The stereotype around homesickness is that if you find yourself craving comforts of the place you grew up, you’re not succeeding as an adult. “Maybe they aren’t yet where they want to be in terms of place,” says Jay. “Maybe even though they have relationships and friends and apartments, these still feel uncertain and temporary, which is the nature of the modern twenties.” Yet, while twenty-somethings might think that their peers are eager to move around and slowly settle into their lives, stability and a sense of home – once culturally regarded as signs of a “boring” life – are actually becoming more popular among millennials.

 

Often, there’s a difficult tradeoff for young adults about choosing what to prioritize, and when: Should they head to a new place for more job opportunities, or keep the comforts of home close by? But the near-universal experience of packing up your life in boxes and leaving behind the familiar for uncharted territory should encourage a reconsideration of homesickness: It’s a side effect of life’s growing pains, not a character flaw.                                                                 

 

And regardless, homesickness can actually help young adults figure out their futures. Nostalgia makes us more generous and more optimistic about the future, and can combat loneliness.

 

“Sometimes homesickness is a signal that you’re missing something or wanting something, and it is okay to listen to that,” says Jay.

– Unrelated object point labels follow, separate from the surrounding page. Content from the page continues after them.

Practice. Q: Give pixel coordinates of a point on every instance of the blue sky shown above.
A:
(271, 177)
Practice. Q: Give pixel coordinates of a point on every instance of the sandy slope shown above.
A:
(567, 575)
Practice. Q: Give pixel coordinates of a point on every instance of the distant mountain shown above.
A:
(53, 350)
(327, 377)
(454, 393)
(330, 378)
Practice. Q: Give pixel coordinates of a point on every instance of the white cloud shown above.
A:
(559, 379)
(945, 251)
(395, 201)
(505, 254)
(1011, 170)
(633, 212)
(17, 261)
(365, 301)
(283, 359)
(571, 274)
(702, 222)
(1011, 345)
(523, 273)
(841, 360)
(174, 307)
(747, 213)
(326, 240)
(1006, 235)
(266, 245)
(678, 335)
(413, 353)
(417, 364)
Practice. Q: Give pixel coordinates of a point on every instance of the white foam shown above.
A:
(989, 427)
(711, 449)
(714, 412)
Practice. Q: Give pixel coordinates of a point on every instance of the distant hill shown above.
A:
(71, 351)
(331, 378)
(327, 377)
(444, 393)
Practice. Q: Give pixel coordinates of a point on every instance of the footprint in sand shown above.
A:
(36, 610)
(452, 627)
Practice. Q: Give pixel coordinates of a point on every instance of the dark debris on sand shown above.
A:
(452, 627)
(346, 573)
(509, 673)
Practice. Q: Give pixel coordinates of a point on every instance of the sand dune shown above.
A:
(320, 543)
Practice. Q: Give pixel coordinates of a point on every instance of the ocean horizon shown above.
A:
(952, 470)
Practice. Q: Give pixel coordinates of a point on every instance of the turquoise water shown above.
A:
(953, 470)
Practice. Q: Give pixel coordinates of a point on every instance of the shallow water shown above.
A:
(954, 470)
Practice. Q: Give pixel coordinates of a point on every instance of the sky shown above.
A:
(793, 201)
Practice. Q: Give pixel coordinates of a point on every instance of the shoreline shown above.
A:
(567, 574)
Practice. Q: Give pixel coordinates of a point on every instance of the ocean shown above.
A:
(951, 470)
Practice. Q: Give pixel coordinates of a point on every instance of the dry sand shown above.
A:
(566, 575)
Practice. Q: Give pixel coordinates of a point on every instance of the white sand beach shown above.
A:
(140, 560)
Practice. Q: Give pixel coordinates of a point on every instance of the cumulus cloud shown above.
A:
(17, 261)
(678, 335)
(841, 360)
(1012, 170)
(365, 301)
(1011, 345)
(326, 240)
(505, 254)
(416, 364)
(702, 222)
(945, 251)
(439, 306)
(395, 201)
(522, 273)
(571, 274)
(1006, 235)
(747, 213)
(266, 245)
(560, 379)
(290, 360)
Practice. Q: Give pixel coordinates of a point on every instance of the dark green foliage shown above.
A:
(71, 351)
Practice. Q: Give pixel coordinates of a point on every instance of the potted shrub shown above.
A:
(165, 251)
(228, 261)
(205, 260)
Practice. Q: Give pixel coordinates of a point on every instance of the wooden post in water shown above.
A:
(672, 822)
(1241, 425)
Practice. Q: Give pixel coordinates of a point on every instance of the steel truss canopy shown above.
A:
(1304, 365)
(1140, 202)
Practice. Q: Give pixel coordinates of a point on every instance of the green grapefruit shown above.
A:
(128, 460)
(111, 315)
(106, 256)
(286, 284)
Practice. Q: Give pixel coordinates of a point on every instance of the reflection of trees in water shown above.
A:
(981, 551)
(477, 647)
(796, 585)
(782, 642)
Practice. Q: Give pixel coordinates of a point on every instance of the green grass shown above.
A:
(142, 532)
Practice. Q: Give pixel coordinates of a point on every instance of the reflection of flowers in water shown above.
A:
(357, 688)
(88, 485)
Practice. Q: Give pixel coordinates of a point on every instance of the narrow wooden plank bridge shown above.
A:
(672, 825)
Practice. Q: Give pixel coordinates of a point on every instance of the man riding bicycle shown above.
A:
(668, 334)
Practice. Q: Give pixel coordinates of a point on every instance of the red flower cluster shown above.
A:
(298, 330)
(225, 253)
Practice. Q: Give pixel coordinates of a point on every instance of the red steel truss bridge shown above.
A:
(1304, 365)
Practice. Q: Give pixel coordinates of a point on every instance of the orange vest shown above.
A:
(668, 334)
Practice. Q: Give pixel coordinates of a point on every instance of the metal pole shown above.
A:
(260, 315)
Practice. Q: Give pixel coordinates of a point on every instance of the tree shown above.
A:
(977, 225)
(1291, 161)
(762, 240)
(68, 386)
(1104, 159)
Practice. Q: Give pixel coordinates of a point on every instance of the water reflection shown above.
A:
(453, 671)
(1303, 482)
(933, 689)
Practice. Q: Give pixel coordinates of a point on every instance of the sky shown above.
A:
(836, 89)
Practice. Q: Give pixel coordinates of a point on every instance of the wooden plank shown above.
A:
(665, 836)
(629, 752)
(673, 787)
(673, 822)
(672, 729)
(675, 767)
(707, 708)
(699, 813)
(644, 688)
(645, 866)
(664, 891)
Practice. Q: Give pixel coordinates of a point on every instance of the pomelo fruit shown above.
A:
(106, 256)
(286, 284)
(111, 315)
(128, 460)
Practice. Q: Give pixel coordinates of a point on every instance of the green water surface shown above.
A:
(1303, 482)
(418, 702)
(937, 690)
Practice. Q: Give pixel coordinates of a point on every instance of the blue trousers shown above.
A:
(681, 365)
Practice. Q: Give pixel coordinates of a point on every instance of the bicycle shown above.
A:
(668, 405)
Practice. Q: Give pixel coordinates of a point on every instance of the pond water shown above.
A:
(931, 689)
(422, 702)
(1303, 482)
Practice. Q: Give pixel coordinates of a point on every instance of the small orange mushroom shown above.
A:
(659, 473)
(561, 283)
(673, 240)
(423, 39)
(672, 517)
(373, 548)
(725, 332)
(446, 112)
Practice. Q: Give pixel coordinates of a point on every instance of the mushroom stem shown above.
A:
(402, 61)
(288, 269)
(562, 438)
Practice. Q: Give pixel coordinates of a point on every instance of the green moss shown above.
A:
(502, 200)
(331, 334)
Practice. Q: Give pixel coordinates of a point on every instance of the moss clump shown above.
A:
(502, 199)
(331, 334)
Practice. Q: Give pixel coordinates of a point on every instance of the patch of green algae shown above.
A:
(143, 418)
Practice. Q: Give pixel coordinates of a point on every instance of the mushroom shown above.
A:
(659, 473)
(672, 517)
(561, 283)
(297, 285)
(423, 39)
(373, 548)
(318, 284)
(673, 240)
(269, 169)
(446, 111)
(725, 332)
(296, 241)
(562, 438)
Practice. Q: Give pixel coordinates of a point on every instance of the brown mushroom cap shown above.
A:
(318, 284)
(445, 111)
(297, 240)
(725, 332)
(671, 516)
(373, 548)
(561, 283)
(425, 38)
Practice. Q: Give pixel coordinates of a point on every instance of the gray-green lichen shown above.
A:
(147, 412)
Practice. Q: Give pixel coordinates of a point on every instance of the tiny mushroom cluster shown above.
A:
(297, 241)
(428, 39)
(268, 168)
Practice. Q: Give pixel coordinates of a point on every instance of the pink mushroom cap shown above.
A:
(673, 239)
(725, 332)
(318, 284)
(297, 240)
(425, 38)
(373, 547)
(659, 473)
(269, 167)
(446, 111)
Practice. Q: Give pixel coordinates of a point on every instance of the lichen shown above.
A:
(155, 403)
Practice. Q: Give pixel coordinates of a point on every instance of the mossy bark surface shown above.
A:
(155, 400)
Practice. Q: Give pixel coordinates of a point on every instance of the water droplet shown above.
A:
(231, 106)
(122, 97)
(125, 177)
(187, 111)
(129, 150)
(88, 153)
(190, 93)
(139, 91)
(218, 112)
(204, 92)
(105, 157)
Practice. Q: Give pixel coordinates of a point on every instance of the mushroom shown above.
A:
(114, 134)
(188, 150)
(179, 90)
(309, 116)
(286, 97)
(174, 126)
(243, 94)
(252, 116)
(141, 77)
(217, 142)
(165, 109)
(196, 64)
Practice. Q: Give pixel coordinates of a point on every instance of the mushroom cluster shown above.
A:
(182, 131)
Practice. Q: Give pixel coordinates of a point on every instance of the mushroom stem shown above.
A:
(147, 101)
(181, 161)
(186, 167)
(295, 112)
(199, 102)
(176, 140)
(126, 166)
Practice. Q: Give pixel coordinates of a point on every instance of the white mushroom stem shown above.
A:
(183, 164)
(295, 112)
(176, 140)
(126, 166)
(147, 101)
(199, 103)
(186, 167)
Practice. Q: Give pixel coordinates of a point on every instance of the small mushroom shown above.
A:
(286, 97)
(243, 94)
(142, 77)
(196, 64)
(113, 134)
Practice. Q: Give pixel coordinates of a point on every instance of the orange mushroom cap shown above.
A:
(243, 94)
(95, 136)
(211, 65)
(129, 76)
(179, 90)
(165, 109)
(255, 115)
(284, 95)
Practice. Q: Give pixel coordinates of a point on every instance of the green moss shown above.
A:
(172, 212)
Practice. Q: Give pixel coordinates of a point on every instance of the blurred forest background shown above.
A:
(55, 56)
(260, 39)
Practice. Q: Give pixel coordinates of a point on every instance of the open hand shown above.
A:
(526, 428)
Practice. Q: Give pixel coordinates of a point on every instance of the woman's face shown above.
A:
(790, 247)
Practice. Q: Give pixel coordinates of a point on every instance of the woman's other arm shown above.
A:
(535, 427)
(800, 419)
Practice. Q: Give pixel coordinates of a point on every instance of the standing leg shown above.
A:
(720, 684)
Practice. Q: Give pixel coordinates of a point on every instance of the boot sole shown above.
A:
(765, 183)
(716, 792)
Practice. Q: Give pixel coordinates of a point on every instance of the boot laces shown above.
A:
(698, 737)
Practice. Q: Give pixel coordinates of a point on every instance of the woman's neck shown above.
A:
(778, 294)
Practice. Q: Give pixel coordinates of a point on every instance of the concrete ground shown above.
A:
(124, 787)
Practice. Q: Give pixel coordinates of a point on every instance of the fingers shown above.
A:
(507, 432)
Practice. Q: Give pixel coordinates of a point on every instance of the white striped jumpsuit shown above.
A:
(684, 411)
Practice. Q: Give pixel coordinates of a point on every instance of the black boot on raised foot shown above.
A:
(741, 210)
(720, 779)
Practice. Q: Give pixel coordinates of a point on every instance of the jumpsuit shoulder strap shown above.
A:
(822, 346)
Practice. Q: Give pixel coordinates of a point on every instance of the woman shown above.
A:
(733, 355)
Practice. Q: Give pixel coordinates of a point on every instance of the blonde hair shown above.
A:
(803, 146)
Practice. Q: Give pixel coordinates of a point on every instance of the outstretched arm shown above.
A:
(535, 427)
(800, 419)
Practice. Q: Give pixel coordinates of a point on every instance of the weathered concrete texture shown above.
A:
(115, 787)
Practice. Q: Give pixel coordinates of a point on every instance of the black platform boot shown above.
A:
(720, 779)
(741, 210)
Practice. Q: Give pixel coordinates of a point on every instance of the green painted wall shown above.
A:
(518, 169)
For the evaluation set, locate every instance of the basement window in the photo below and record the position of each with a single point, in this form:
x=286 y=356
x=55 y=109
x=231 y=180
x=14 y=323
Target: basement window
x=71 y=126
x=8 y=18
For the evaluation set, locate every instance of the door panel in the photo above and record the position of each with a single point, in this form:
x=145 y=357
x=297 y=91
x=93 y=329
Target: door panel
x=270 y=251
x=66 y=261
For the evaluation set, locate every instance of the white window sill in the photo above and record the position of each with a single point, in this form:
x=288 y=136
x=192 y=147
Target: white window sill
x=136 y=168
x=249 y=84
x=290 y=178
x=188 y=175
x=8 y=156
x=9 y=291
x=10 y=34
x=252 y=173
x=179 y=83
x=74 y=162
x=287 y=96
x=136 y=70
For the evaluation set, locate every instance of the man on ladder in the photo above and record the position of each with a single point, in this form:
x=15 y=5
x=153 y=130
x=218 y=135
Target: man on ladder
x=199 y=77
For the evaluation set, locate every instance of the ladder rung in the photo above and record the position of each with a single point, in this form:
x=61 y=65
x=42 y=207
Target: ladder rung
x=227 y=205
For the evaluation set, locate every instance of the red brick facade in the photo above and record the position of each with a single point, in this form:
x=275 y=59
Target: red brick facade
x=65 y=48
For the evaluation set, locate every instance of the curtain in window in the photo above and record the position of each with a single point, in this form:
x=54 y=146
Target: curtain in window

She mentions a client who lamented wanting to “just go home” to live closer to her family. “But with the ‘just,’ she was painting that choice as a disappointment, rather than as something that could be a positive step for her when the time was right,” says Jay. The benefits of homesickness can go both ways, clarifying priorities about the future and encouraging immersion in a new place to establish new routines and relationships that can quell the feelings of homesickness.

 

At the very least, homesickness is a testament to the power of connections to family and place. “Recognize that none of this may feel quite like what you’re yearning for, but that is the nature of the modern twenties,” Jay adds. “It does not mean you’re doing something wrong.”

 

In other words, for young adults still figuring out their lives and deciding where to call home, there’s solace to be found knowing that homesickness means there’s something worth missing.